Speaking to reporters after last week’s Friday prayer, President Recep Tayyip Erdoğan commented on his meeting with Republican People’s Party (CHP) Chairperson Özgür Özel, adding that he intended to visit the CHP headquarters soon: “This is what Türkiye and Turkish politics need. I wish to start a process of political softening in Türkiye by making that visit happen at the earliest convenience. We will take that step.”
President Erdoğan’s potential visit to the CHP headquarters is more symbolic than Özel visiting the Justice and Development Party (AK Party) headquarters – a sign that the president is committed to the softening period. CHP officials have also confirmed that the May 2 meeting at the AK Party headquarters went well and signaled the beginning of a new chapter. Indeed, the CHP chairperson himself stated that the meeting covered everything on the agenda and described it as a milestone in Turkish politics: “We deem it important that the main opposition and the government remain able to exchange views in Türkiye.”
What will the period of softening in Turkish politics entail? Obviously, it will change the old political climate, which was powered by strongly worded statements and polarization between the government and the opposition. It will make it possible to open to discussion many issues on Türkiye’s agenda by going beyond long-standing positions. It will also create room for this kind of politics and stakeholders seeking reconciliation. Under the new circumstances, it would not be difficult for the government and the opposition to reach agreements over the economy and the problems of low-income groups – specifically because populism won’t work during political de-escalation.
The critical question, however, remains: Which issues can we discuss anew – and to what extent and how – in this new climate? Where could the parties reach an agreement on the country’s security interests and national identity? Let us recall that the government and the opposition have long been committed to certain positions regarding counterterrorism, foreign policy, the political system and the consolidation of democracy and freedoms. Specifically, they have serious disagreements over the Kurdish question, the Gezi Park arrests, Constitutional Court rulings and the fight against the PKK/YPG.
It is nonetheless important to agree that the beginning of political de-escalation matters as a “process.” Still, there are obvious risks attached to raising expectations excessively. After all, the relevant stakeholders are not new and there is a certain background to where they ended up. Indeed, there could be groups on both sides that are concerned about political softening. Hence, the CHP leadership’s simultaneous emphasis on “negotiations” and “struggle.” Although Özel highlighted the importance of shaking hands and noted that he discussed “everything” with Erdoğan, some of his party’s senior officials and parliamentarians have marched to the Ministry of Education and described the new education model as “obsolete.” They even accused the ministry of “taking Türkiye back (in time) step by step,” “disregarding secularism,” and “trying to make the people forget Mustafa Kemal and his reforms.” Likewise, there is no reason to expect the People’s Alliance to reverse its “policy of struggle” for the sake of defending Turkish interests at home and abroad. Indeed, hardly anyone would be surprised at a ground operation against PKK militants in Iraq in the near future.

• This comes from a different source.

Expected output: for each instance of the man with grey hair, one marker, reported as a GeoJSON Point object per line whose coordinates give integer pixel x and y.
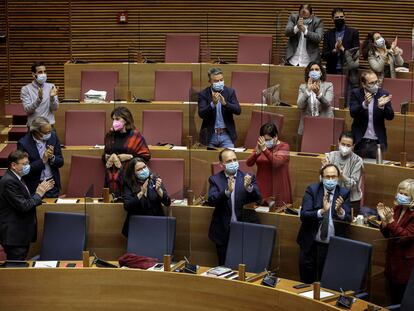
{"type": "Point", "coordinates": [216, 106]}
{"type": "Point", "coordinates": [45, 155]}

Let us, then, go back to the original question: What should we expect to happen during the period of softening? We might find opportunities to re-engage Türkiye’s main issues in a climate with less polemicism and accusations. The "new constitution" agenda might create a framework for such engagement. In an election-less situation, it might be possible to exchange views on many different issues including identity and the political system. In this sense, the government might be able to better appreciate the opposition’s concerns as the opposition becomes more aware of the complex and challenging aspects of the nation’s issues.
In other words, we need to manage the process of softening in a realistic manner and with some degree of cautious optimism. Politicians need to be ready for potential crises.

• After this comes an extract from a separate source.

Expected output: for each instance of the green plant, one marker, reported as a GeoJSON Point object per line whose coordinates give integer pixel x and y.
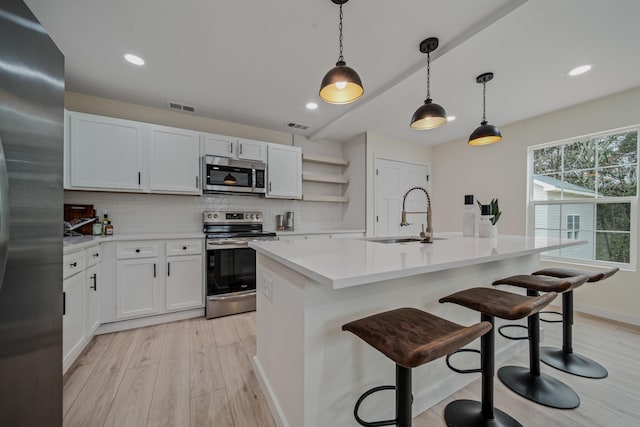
{"type": "Point", "coordinates": [495, 210]}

The de-escalation process – at least for now – serves the interests of all political parties. It is a win-win situation. Yet, it remains difficult to find common ground when it comes to the key issues and disrupting the current process would come with a heavy price tag. In the end, unforeseeable crises might fuel even more escalation than before in Turkish politics. Going forward, all things related to the Green Left Party (YSP), informally known as the Peoples' Equality and Democracy Party (DEM Party), a successor of the Peoples’ Democratic Party (HDP), the attitude of CHP’s hardliners, and surprise foreign policy developments will put the softening process to test.